E’ un testamento spirituale quello di Benedetto XVI, nel quale ripercorre la sua vita e gli ultimi anni trascorsi in Vaticano. A raccontare oggi maggiori dettagli in anteprima è il vaticanista di lungo corso Luigi Accattoli sul Corriere della Sera.

Nelle “confessioni” al suo biografo ufficiale, Peter Seewald, già autore di altri tre libri-intervista con Ratzinger, il Papa Emerito parla delle sue dimissioni, del papato di Francesco e degli scandali che colpirono il suo pontificato. Il volume dal titolo “Ultime conversazioni” uscirà il 9 settembre (in Italia edito da Garzanti) e nel dialogo con Seewald, Benedetto XVI, racconta i suoi anni da Papa, le notti insonni dopo il Conclave e le lotte interne che segnarono il suo pontificato.

Ratzinger nel libro ricorda il momento in cui preparò le dimissioni: lo aveva confidato solo a 4-5 persone e temeva che potesse esserci una fuga di notizie. E poi la scelta di annunciare al mondo la rinuncia in lingua latina, soltanto per timore che in italiano potesse commettere qualche errore di grammatica.

Il Papa Emerito ammette anche di esser stato informato della presenza di una “lobby gay” in Vaticano, composta da quattro/cinque persone e dice di esser riuscito a sciogliere definitivamente questo gruppo di potere all’interno delle sacre mura. Ratzinger all’epoca potrebbe esser stato informato dai tre cardinali “detective” che indagarono sul caso Vatileaks, compiendo decine di interrogatori all’interno della Santa Sede.

Della presenza di una lobby gay ne parlò poco dopo la sua elezione anche Papa Francesco: era il giugno del 2013 e in un incontro privato con i religiosi della Confederazione latinoamericana e dei Caraibi, avrebbe detto: “Nella Curia ci sono persone sante, davvero, ma c’è anche una corrente di corruzione. Si parla di una ‘lobby gay’, ed è vero, esiste. Noi dobbiamo valutare cosa si può fare”. Anche in questo caso, è probabile che Bergoglio abbia attinto a questa informazione consultando il dossier Vatileaks, consegnatogli da Ratzinger a Castel Gandolfo, alcuni giorni dopo l’elezione.

Nei mesi scorsi si parlato però ancora della presenza, ancora viva, di una lobby gay in Vaticano, associandola al coming-out di Mons.

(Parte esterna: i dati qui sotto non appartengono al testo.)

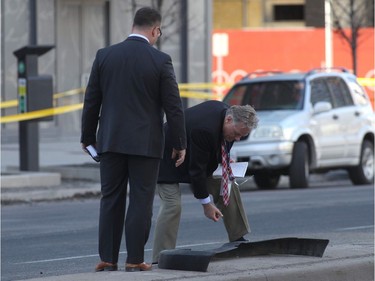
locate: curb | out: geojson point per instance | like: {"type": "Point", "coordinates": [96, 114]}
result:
{"type": "Point", "coordinates": [30, 179]}
{"type": "Point", "coordinates": [341, 263]}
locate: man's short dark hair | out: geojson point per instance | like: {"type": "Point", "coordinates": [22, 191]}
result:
{"type": "Point", "coordinates": [146, 16]}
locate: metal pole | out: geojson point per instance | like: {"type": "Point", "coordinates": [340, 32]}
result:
{"type": "Point", "coordinates": [29, 130]}
{"type": "Point", "coordinates": [184, 51]}
{"type": "Point", "coordinates": [328, 34]}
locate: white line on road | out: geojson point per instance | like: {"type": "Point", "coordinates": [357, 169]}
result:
{"type": "Point", "coordinates": [96, 255]}
{"type": "Point", "coordinates": [355, 228]}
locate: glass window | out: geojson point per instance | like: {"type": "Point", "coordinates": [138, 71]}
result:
{"type": "Point", "coordinates": [319, 91]}
{"type": "Point", "coordinates": [270, 95]}
{"type": "Point", "coordinates": [340, 92]}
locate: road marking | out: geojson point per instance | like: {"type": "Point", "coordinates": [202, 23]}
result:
{"type": "Point", "coordinates": [355, 228]}
{"type": "Point", "coordinates": [96, 255]}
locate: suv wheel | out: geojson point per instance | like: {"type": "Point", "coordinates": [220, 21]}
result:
{"type": "Point", "coordinates": [266, 179]}
{"type": "Point", "coordinates": [364, 172]}
{"type": "Point", "coordinates": [299, 167]}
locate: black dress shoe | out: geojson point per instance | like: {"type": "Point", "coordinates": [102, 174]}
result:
{"type": "Point", "coordinates": [241, 239]}
{"type": "Point", "coordinates": [132, 267]}
{"type": "Point", "coordinates": [106, 266]}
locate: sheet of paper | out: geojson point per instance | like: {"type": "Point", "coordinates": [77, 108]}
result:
{"type": "Point", "coordinates": [238, 169]}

Krzyzstof Charamsa, il teologo, officiale della Congregazione per la Dottrina della Fede, che oggi, sospeso dal sacerdozio, vive in Spagna con il suo compagno.

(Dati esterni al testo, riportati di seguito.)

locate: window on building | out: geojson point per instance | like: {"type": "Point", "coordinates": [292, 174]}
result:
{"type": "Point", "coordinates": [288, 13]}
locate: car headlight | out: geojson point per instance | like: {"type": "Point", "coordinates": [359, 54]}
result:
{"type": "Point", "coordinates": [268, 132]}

Nella sua biografia “La prima pietra”, edita da Rizzoli e da ieri in libreria, Charamsa racconta i motivi che lo spinsero a “uscire dall’armadio” e raccontare pubblicamente la sua storia, descrivendo anche l’ambiente di lavoro dentro le mura vaticane. In un passaggio del volume chiarisce: «Nei miei rapporti con il clero non ho mai fatto parte di nessuna lobby gay, né di nessun circolo “nascosto”, né sono mai entrato in contatto con gruppi del genere. Forse è anche per questa ragione che sono rimasto isolato anche nella comunità ecclesiastica».